My Idiot Wife

My Idiot Wife
24: Angry



***NOTED: Sebelumnya mau ngasih tahuu IDIOT di sini sesuai dengan judul punyaku yang pakai bahasa inggris ya. Jadi jangan tanya, kok LOLI-nya kayak gak idiot? hihiihihi. Idiot dalam bahasa inggris itu artinya orang bodoh. Di sini penulis menggambarkan LOLI sebagai sosok yang agak LOLA (loading lama) dan polos. Jadi jangan dipatokkan idiot yang kalian pikirkan^^  ***


SELAMAT MEMBACA^^


Axel POV


Axel POV


Aku mengepalkan tanganku keras. Berulang kali menghubungi nomer Lolita atau rumah tak ada yang mengangkat. Begitu pulang pun aku tak menemukan siapa pun di rumah. Itu tandanya Bi Tikah juga ikut dengan mereka.

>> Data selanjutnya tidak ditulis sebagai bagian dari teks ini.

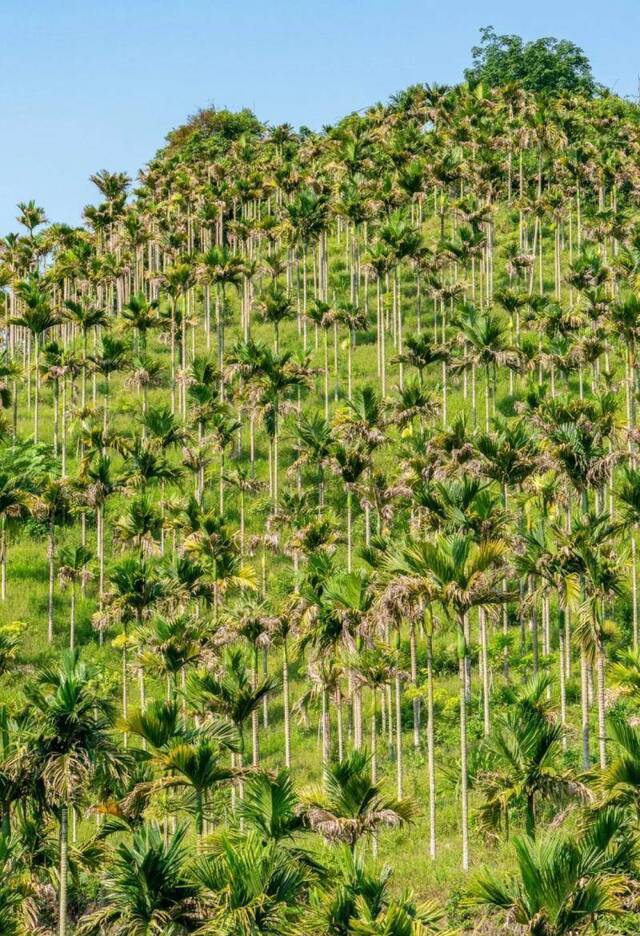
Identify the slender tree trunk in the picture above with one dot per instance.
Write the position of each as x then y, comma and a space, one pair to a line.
62, 885
464, 792
431, 772
286, 705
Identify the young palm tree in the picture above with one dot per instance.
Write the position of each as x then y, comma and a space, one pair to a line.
231, 695
526, 764
73, 570
349, 806
37, 318
68, 742
146, 888
459, 574
565, 884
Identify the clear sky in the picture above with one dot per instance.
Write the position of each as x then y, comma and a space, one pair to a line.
92, 84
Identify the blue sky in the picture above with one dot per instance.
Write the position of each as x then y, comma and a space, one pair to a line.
87, 85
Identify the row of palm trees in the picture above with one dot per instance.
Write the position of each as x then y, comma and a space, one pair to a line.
311, 424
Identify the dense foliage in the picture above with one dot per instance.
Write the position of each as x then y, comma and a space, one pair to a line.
319, 496
546, 66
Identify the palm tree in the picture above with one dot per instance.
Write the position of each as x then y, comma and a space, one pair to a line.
458, 574
349, 806
136, 588
565, 884
70, 740
141, 315
250, 886
525, 760
84, 317
232, 695
110, 358
146, 888
37, 317
73, 569
220, 268
275, 306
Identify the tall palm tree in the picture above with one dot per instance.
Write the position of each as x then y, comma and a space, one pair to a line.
69, 741
459, 575
565, 885
349, 806
73, 570
146, 887
37, 317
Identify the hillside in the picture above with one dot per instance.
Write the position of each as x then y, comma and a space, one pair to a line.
319, 495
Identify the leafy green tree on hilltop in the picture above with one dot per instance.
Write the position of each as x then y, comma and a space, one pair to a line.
545, 65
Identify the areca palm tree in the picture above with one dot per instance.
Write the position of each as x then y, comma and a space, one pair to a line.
349, 805
69, 741
233, 694
136, 588
458, 574
146, 888
250, 886
84, 317
221, 268
73, 570
565, 885
37, 317
140, 315
110, 358
526, 761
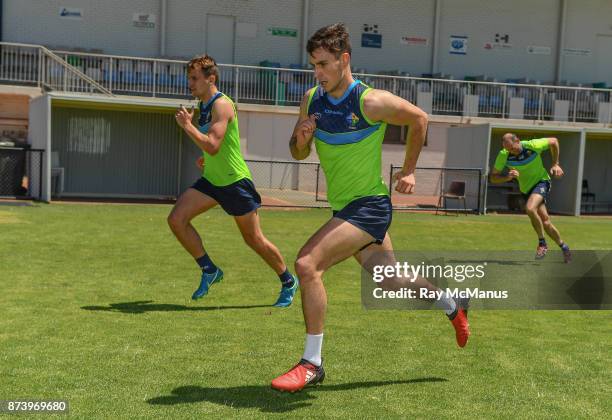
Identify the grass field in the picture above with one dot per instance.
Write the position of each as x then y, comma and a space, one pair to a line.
95, 309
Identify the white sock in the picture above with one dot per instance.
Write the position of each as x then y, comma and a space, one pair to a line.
312, 349
446, 303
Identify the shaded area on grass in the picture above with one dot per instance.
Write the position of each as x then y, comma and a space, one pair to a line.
142, 306
264, 397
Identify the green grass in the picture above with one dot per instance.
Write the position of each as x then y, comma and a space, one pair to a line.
95, 309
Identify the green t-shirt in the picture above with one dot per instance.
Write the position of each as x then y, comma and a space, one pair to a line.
228, 165
349, 146
528, 163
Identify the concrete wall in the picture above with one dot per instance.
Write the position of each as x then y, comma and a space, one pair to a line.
565, 192
598, 171
39, 136
586, 55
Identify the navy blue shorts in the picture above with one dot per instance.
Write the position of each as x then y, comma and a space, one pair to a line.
542, 188
371, 214
237, 199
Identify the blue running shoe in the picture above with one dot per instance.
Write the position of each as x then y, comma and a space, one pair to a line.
207, 281
287, 293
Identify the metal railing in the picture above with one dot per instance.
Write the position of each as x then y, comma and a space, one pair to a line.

Pekerjaanku lagi-lagi aku bawa ke rumah. Sialnya, kenapa aku sangat khawatir dengan apa yang Reyes akan lakukan dengan Lolita. Kenapa juga mereka belum pulang, membuatku sejak tadi hanya bisa bolak-balik di depan teras. Ini sudah malam dan aku takut kalau udara dingin malam ini tak bagus untuk Lolita. Meskipun dia bilang tidak selalu kambuh, tapi tetap saja aku sangat mengkhawatirkannya.


“Tuan, lebih baik tunggu di dalam saja,” ucap Pak Jani, supir pribadiku, tapi aku menolaknya.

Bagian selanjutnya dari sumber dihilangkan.